A core aspect of Michelle’s presentation is the presence of depressive symptoms. She reports feeling depressed and hopeless, with her symptoms including low mood, feelings of hopelessness, sleep disturbances, changes in appetite, and a withdrawal from social activities. Notably, she denies experiencing any suicidal ideation due to her strong Catholic faith.
Based on the presented case, a multidimensional diagnostic approach is necessary for a comprehensive understanding of Michelle’s condition.
Major Depressive Disorder (MDD): Michelle exhibits several symptoms consistent with MDD, making this diagnosis primary.

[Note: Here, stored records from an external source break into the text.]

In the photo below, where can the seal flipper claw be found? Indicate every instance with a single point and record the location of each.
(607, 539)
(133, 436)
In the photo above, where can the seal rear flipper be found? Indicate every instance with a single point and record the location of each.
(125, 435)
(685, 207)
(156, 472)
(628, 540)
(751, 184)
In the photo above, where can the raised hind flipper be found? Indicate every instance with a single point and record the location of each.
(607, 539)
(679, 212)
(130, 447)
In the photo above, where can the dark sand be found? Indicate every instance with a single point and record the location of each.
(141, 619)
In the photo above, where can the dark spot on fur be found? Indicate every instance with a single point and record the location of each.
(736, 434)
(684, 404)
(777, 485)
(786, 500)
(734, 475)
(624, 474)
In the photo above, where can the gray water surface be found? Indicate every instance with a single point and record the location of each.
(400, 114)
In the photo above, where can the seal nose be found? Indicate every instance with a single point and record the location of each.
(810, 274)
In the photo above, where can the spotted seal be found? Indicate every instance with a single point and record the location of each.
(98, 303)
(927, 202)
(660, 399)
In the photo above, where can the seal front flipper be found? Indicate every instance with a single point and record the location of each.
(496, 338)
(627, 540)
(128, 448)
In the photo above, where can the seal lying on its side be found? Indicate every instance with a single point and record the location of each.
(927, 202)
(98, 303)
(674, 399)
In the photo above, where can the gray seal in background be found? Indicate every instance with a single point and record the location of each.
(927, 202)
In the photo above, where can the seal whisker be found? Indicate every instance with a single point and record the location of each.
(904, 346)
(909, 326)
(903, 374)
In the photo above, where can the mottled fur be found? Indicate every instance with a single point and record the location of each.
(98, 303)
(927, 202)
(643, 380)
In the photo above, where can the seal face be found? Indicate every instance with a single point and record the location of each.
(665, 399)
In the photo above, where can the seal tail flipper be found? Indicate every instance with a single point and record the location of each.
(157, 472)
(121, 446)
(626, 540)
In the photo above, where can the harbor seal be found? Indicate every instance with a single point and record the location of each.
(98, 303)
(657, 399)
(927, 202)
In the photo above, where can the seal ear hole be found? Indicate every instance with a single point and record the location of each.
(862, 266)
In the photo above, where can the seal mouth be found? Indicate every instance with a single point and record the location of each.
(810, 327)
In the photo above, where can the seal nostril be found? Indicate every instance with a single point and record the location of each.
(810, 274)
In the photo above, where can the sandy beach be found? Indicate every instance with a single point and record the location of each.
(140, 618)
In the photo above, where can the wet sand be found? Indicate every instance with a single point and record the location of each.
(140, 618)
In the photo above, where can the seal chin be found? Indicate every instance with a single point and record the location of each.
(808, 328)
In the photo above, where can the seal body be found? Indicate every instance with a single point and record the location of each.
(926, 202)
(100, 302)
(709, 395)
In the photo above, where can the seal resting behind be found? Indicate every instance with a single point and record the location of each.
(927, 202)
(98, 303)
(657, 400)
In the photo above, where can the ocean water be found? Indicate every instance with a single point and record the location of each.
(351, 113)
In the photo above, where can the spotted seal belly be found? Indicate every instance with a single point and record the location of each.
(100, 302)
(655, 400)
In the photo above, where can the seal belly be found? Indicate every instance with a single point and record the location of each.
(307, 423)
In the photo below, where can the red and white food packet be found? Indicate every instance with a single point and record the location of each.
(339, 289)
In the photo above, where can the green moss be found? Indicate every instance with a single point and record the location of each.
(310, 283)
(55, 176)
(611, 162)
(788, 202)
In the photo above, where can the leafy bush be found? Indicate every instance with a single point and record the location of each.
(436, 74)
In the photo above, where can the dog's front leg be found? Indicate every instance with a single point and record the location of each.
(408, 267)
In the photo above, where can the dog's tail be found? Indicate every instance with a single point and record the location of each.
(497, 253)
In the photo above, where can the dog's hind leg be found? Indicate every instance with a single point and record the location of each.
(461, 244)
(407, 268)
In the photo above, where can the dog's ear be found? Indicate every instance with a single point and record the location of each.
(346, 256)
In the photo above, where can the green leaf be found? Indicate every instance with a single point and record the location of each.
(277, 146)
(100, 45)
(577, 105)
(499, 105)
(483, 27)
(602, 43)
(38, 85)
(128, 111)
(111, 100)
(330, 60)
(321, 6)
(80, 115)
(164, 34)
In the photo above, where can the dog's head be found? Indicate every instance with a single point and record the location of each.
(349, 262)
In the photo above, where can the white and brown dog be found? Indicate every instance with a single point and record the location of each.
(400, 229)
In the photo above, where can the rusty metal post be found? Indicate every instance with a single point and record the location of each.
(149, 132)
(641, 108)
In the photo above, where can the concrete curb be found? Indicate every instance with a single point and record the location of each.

Her emotional distress is clearly linked to her chronic pain, loss of occupation, and the perceived disconnect from her social support network.
Adjustment Disorder with Depressed Mood: The onset of Michelle’s depressive symptoms is directly related to the life-altering accident. This diagnosis recognizes the clear link between the stressor (the accident) and her emotional response.
Substance Use Disorder: Michelle’s daily use of marijuana to manage her pain and stress should be assessed further. Although it’s not clear if she meets the criteria for a full-fledged substance use disorder, her marijuana use is a significant aspect of her case.
In conclusion, this case study demonstrates the complex interplay of physical and psychological factors in the development of depressive symptoms in a patient following a traumatic accident. Michelle’s MDD and related symptoms are clearly linked to her chronic pain, loss of work, and social isolation. Furthermore, her use of marijuana for pain management should be carefully assessed.